Hemoglobinopathy clinical trials at University of California Health
4 in progress, 2 open to eligible people
A Study Evaluating the Safety and Efficacy of EDIT-301 in Participants With Severe Sickle Cell Disease (RUBY)
open to eligible people ages 18-50
The purpose of this study is to evaluate the efficacy, safety and tolerability of treatment with EDIT-301 in adult participants with severe sickle cell disease (SCD).
EDIT-301 for Autologous Hematopoietic Stem Cell Transplant (HSCT) in Participants With Transfusion-Dependent Beta Thalassemia (TDT)

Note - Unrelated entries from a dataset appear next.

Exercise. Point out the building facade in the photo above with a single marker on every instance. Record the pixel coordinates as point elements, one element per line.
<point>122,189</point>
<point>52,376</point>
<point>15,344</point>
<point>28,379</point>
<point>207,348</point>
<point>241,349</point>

open to eligible people ages 18-35
The purpose of this study is to evaluate the safety, tolerability, and efficacy of treatment with EDIT-301 in adult participants with Transfusion Dependent beta Thalassemia
In Utero Hematopoietic Stem Cell Transplantation for Alpha-thalassemia Major (ATM)
Sorry, accepting new patients by invitation only
The investigators aims to evaluate the safety of in utero hematopoietic stem cell transplantation in fetuses with alpha-thalassemia major performed at the time of in utero transfusion of red blood cells.
Study of Thiotepa and TEPA Drug Exposure in Pediatric Hematopoietic Stem Cell Transplant Patients
Sorry, in progress, not accepting new patients
Thiotepa is a chemotherapy drug used extensively in bone marrow transplantation. Thiotepa is a prodrug that undergoes metabolic conversion in the liver by CYP2B6 and CYP3A4 to its primary active metabolite, triethylene phosphoramide (TEPA). The goal of this study is to determine what causes some children to have different drug concentrations of thiotepa and TEPA in their bodies and if drug levels are related to whether or not a child experiences severe side-effects during their bone marrow transplant. The hypothesis is that certain clinical and genetic factors cause changes in thiotepa and TEPA drug levels in pediatric bone marrow transplant patients and that high levels may cause severe side-effects.
Our lead scientists for Hemoglobinopathy research studies include Janel Long-Boyle, PharmD, PhD Tippi Mackenzie, MD.